In my Nov. 28, 2012, column, “Put politicians on food stamps,” I detailed the various efforts public figures have taken over the years to understand the struggles of the less fortunate. These fine individuals included: Cory Booker, Newark, N.J. mayor and now Senate candidate, and Greg Stanton, Phoenix, Ariz. mayor, who both spent a week living on a Supplemental Nutrition Assistance Program diet; Christopher Hitchens, the late great journalist, who agreed to be waterboarded; and Rep. Leo Ryan, the California congressman who spent 10 days in 1970 as a prisoner — under a pseudonym — in Folsom State Prison.

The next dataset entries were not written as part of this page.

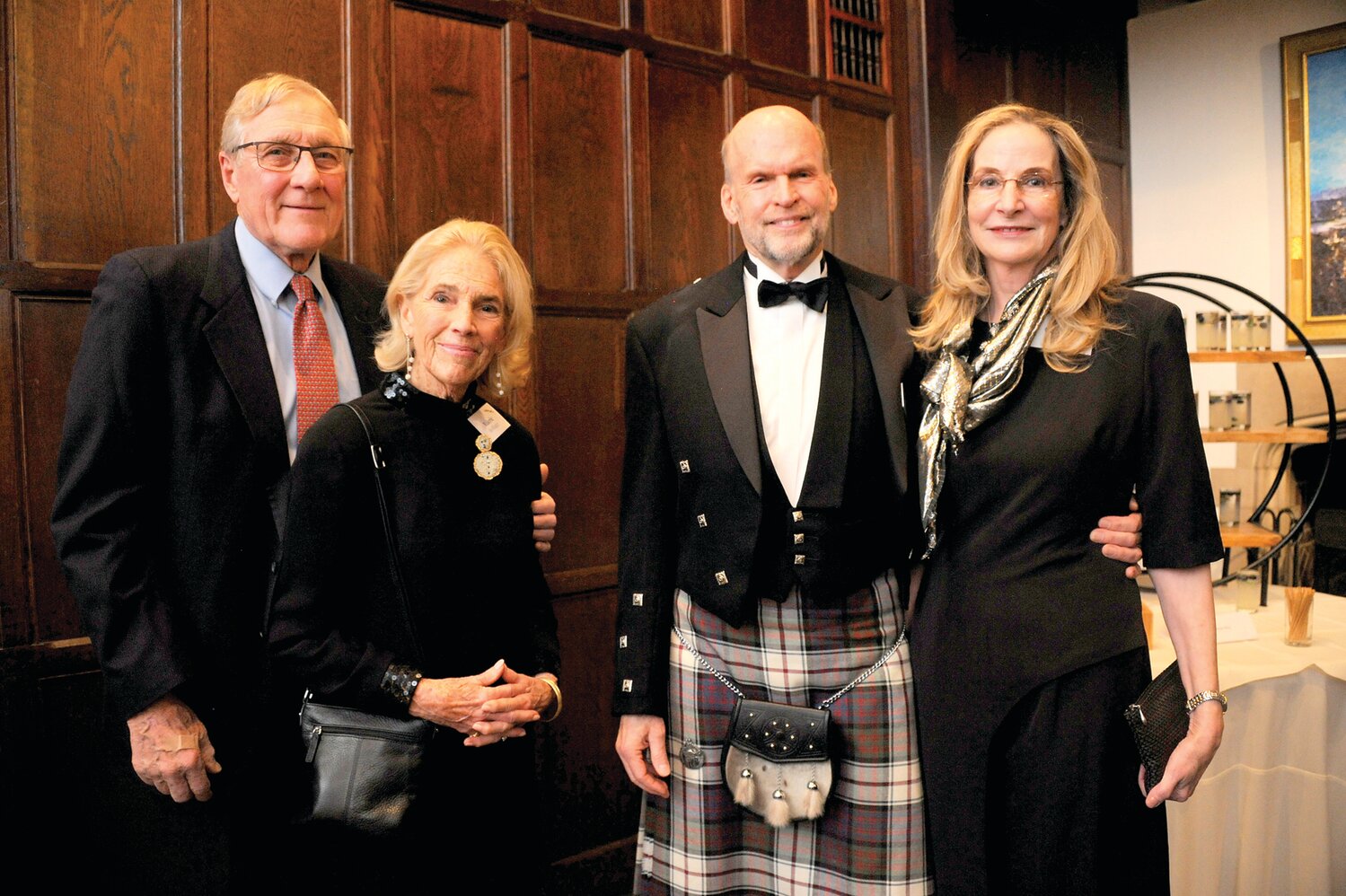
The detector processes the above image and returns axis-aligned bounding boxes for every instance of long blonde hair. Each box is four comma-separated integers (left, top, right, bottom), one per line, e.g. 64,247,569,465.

911,103,1122,373
374,218,533,391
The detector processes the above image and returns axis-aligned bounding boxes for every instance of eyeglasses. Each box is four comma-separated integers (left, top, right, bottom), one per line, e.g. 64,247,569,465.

966,171,1065,198
234,140,356,173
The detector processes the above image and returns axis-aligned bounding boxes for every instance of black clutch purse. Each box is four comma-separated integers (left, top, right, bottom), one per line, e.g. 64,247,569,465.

1122,661,1187,791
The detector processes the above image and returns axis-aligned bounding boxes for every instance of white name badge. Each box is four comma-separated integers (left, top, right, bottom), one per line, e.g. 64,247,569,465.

467,401,509,442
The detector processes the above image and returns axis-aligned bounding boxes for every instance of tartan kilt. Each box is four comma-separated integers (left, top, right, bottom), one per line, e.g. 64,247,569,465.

636,570,934,896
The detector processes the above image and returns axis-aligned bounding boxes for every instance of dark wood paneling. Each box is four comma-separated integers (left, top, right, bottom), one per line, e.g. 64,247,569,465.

1098,162,1130,272
16,296,89,642
828,108,893,272
1065,31,1130,146
743,0,813,74
11,0,178,264
533,313,626,572
529,39,628,291
391,6,505,256
649,63,729,292
734,83,813,119
1014,47,1066,116
541,591,639,861
645,0,724,51
0,289,19,646
206,0,348,256
537,0,622,25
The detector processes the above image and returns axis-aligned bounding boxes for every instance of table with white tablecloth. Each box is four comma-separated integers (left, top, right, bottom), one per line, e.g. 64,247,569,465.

1146,586,1346,896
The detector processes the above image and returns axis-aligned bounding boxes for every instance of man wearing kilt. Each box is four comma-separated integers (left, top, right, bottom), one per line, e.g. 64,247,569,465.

615,106,931,893
614,106,1139,895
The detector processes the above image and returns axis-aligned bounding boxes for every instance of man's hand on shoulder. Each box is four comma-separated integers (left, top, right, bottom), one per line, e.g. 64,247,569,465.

532,464,556,554
1089,496,1144,578
127,694,221,804
617,716,671,798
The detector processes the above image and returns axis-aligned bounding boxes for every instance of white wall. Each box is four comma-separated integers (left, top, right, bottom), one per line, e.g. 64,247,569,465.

1128,0,1346,467
1128,0,1346,336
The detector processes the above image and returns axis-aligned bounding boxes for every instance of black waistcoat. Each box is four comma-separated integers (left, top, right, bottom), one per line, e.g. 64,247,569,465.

748,277,910,602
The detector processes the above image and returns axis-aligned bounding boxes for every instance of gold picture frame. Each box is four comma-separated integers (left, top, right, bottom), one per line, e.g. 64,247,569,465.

1280,22,1346,343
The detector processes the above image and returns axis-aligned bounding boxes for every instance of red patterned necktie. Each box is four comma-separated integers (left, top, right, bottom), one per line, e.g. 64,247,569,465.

289,275,340,439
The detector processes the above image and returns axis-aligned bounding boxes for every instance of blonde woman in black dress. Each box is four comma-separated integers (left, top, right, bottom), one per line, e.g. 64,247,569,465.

911,105,1224,893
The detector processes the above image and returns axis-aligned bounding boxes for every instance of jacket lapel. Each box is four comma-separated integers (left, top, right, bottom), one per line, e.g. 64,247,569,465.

200,221,289,468
845,253,911,488
696,256,761,495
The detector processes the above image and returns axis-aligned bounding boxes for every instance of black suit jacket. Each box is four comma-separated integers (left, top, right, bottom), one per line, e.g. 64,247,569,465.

615,254,918,715
51,222,383,721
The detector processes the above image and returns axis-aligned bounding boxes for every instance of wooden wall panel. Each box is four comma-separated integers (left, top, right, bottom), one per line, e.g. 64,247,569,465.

14,296,89,642
734,83,813,119
533,313,626,588
828,108,893,272
649,63,731,294
645,0,724,51
529,38,629,291
204,0,350,244
537,0,622,27
11,0,178,265
540,591,641,850
0,289,20,648
1098,159,1130,273
385,6,506,257
1014,47,1066,116
1065,31,1130,146
743,0,813,74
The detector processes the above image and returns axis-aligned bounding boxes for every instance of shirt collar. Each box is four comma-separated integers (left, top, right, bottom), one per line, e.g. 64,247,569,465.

234,218,329,305
743,251,826,283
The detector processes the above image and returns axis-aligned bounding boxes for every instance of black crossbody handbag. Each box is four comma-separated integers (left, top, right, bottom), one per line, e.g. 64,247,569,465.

290,404,436,834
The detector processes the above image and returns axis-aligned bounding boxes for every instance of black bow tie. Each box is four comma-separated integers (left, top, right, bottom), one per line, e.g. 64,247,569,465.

758,277,828,311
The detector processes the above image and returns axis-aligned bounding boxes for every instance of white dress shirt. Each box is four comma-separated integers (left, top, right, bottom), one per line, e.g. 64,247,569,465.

234,218,359,462
743,253,831,507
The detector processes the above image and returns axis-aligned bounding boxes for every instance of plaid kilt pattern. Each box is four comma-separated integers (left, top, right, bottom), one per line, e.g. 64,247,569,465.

636,570,934,896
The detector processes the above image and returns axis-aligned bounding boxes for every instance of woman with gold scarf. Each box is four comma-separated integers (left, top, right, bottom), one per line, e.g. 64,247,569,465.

911,105,1224,893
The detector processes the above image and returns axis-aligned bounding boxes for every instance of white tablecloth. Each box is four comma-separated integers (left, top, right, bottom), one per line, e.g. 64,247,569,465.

1146,586,1346,896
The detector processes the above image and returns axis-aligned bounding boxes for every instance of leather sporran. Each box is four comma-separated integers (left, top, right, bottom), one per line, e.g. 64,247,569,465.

299,697,435,834
723,698,831,828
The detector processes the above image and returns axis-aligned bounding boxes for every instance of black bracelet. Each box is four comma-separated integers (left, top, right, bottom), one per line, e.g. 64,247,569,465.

380,663,421,707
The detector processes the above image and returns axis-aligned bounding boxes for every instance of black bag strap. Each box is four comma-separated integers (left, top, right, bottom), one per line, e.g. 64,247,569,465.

336,404,426,666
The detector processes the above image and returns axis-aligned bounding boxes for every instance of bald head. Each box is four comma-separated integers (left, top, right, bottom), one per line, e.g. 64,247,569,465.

720,106,831,183
720,106,837,280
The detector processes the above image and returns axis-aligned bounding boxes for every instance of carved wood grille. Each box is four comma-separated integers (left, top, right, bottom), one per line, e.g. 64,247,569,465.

828,0,885,87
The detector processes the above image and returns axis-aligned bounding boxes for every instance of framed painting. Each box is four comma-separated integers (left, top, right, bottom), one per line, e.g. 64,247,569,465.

1280,22,1346,342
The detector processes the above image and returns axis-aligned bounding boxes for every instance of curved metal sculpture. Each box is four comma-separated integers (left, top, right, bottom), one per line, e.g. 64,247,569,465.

1122,270,1337,594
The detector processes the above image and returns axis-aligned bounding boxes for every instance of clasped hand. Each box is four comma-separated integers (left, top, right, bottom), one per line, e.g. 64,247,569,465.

410,659,555,747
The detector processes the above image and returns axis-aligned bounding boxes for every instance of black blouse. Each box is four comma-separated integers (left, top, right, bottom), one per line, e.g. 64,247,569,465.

911,291,1224,701
269,374,560,712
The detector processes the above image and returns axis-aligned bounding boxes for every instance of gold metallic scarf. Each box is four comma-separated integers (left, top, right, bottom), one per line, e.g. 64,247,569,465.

917,265,1057,559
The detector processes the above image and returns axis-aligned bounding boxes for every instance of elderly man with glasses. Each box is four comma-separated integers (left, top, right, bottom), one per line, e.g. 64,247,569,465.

51,74,555,892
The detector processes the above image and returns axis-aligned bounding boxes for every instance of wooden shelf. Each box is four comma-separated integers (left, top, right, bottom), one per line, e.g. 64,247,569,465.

1201,426,1327,445
1187,348,1307,365
1219,522,1280,548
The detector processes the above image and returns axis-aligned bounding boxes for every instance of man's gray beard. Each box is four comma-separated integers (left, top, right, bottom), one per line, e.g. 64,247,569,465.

761,230,826,268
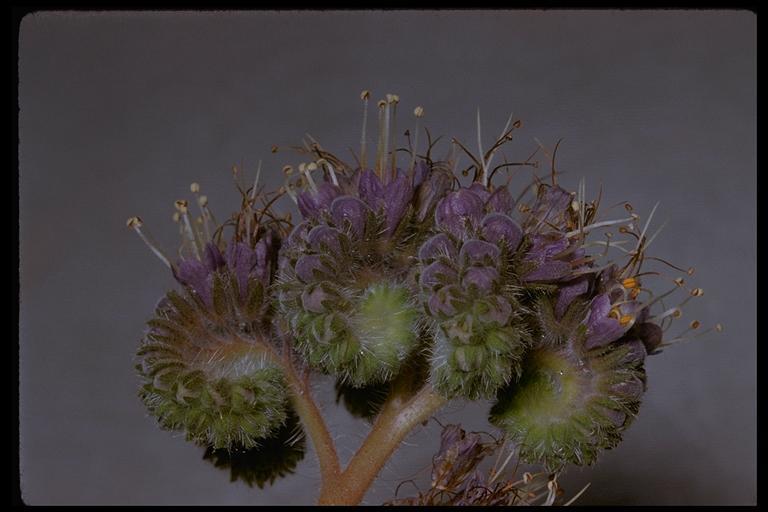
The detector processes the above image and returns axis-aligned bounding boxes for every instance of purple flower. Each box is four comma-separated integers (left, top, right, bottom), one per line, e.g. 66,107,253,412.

584,294,630,350
526,185,573,233
435,188,484,239
555,277,589,318
482,213,523,251
331,196,370,238
297,182,341,219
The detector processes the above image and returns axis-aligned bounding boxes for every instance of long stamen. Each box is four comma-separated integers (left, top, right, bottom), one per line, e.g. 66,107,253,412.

189,182,211,243
410,107,424,169
387,94,400,179
376,100,387,178
317,158,340,187
477,108,488,187
125,217,173,269
175,199,200,260
635,202,659,251
485,112,513,178
360,90,371,169
565,217,633,238
380,94,392,181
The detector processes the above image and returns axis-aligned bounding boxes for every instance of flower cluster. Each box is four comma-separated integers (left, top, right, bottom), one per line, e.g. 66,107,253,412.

129,91,720,488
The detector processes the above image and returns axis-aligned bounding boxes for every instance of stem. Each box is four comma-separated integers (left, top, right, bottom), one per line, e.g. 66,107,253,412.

233,333,341,494
285,362,341,493
318,384,445,505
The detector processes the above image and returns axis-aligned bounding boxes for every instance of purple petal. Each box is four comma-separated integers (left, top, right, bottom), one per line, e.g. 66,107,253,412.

621,339,648,364
531,185,573,231
296,254,328,283
523,261,571,281
587,293,611,328
469,182,491,203
176,259,212,306
205,242,226,271
419,233,459,263
462,267,499,293
357,169,384,210
435,189,483,238
525,235,569,262
252,233,272,284
384,175,413,233
611,377,645,400
331,196,371,237
584,317,626,350
227,240,256,297
413,160,429,187
285,220,310,247
414,169,453,221
486,186,515,214
555,277,589,318
301,286,330,313
307,225,342,256
482,213,523,251
459,239,501,265
427,286,456,317
297,182,341,219
419,261,457,288
481,297,512,325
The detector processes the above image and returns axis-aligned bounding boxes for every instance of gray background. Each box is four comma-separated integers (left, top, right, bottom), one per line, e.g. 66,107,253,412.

19,11,756,504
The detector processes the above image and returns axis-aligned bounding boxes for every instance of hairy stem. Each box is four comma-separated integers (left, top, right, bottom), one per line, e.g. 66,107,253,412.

283,344,341,494
235,334,341,494
318,384,445,505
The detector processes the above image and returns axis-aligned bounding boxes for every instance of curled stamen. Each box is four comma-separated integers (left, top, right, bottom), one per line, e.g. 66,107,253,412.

125,217,173,269
376,100,387,178
317,158,339,187
360,90,371,169
565,218,632,238
410,106,424,169
174,199,200,260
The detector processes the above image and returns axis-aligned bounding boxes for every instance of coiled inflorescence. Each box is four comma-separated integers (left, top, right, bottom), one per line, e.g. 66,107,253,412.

129,91,721,481
129,185,288,449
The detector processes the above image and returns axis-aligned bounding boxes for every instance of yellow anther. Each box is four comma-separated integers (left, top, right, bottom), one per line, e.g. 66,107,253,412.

173,199,188,214
621,277,640,289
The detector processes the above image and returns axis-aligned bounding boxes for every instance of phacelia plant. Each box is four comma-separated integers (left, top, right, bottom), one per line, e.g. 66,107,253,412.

128,91,721,505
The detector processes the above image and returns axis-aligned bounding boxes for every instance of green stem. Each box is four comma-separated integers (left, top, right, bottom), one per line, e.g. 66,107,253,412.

233,333,341,494
318,385,445,505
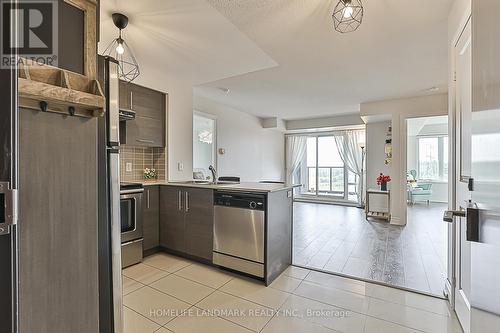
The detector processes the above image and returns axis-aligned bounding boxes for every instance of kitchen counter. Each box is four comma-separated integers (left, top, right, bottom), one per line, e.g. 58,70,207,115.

143,181,300,193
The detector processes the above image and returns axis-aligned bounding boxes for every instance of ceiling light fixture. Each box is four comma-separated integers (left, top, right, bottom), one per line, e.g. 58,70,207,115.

104,13,140,82
332,0,364,33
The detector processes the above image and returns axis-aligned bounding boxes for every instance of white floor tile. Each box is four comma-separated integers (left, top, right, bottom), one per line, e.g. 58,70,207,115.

364,317,421,333
294,281,369,314
368,298,453,333
269,274,302,293
143,253,192,273
262,316,335,333
123,307,160,333
150,274,215,305
175,264,233,289
280,295,366,333
220,278,290,309
122,276,144,295
123,287,191,325
196,291,274,332
123,264,169,284
166,311,252,333
284,266,310,280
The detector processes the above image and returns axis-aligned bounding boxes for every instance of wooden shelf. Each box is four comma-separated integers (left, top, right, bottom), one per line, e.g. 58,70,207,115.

18,59,106,117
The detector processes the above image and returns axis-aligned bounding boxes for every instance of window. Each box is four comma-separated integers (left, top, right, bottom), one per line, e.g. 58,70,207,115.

418,136,448,180
193,113,216,179
295,130,366,202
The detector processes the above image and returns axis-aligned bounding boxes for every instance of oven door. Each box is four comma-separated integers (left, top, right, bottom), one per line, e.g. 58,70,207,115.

120,193,142,243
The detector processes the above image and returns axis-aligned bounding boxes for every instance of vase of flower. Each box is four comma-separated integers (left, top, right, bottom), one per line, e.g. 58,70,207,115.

144,168,158,181
377,173,391,191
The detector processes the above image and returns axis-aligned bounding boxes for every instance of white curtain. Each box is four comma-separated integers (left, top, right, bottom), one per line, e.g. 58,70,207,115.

335,130,365,205
285,136,307,185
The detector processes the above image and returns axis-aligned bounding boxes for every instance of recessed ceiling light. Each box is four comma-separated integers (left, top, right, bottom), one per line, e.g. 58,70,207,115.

217,87,231,95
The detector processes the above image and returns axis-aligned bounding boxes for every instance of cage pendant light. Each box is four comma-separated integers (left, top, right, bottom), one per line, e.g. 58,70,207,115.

104,13,140,82
332,0,363,33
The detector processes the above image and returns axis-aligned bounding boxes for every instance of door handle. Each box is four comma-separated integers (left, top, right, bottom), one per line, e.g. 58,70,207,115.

443,210,466,223
177,191,182,211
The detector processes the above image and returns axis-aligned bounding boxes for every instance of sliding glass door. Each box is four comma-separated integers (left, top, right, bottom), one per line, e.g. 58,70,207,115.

300,135,358,202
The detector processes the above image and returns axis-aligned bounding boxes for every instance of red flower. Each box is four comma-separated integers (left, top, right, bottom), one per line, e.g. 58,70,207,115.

377,173,391,185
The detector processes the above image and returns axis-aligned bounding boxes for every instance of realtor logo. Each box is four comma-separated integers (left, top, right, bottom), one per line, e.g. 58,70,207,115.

0,0,58,68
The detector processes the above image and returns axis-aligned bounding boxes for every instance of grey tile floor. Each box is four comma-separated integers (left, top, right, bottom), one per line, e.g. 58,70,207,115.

293,203,447,296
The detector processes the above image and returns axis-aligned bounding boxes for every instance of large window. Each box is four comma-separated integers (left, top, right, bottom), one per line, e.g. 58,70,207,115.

193,112,217,179
296,135,359,202
418,136,448,181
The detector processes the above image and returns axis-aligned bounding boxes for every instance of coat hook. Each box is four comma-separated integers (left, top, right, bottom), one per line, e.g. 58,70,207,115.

40,101,49,112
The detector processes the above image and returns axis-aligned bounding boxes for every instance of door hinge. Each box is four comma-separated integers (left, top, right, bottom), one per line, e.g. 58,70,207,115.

0,182,18,235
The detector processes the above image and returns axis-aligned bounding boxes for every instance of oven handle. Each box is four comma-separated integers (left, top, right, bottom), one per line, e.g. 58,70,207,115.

120,188,144,194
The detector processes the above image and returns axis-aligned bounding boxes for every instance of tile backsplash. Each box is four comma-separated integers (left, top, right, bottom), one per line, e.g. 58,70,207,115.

120,146,166,182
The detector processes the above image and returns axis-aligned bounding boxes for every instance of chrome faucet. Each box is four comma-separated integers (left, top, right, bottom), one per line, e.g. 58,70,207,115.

208,165,217,184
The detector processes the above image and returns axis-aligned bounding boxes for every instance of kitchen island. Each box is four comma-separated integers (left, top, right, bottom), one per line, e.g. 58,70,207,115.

143,181,293,285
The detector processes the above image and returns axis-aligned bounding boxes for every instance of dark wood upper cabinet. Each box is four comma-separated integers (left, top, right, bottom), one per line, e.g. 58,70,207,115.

120,81,166,147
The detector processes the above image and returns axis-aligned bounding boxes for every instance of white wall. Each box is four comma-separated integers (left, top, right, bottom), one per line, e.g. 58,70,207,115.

360,94,448,225
366,121,391,189
194,96,285,181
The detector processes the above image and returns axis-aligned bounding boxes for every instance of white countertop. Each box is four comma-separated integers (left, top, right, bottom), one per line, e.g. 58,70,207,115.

143,181,300,193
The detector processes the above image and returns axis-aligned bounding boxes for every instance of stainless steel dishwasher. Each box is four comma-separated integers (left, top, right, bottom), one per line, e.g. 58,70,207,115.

213,191,266,278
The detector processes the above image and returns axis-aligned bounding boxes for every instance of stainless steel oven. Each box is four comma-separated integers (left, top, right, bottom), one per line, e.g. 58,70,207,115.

120,183,144,267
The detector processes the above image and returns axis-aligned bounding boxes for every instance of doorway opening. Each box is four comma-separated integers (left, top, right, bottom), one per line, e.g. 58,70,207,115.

404,116,450,295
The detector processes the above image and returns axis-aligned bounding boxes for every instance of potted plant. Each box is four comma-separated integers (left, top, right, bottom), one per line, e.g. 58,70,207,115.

377,173,391,191
144,168,158,181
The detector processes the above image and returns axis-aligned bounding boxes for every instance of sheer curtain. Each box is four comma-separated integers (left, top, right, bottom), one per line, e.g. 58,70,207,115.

285,135,307,185
335,130,365,206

Last month, 26 members of Congress followed Booker and Stanton’s example in protest of the massive food stamp cuts in the approved Farm Bill. None of these leaders emerged on the opposite end of their experiment the same as when they started.
I write these words just over 24 hours after George Zimmerman was acquitted by six jurors in Sanford, Fla., in the death of Trayvon Martin. Listening to Zimmerman’s 911 call from the night of Feb. 6, 2012, is chilling. It’s clear the following exchange is the turning point in the conversation:
Dispatcher: Are you following him?
Dispatcher: OK, we don’t need you to do that.
At that moment, had Zimmerman simply followed those instructions, Martin would still be alive and they would have probably remained just as anonymous as they ever were. If Zimmerman had had human solidarity on the brain that fateful evening rather than some overzealous need to confront the dreaded “other,” he could have spared us all the trouble.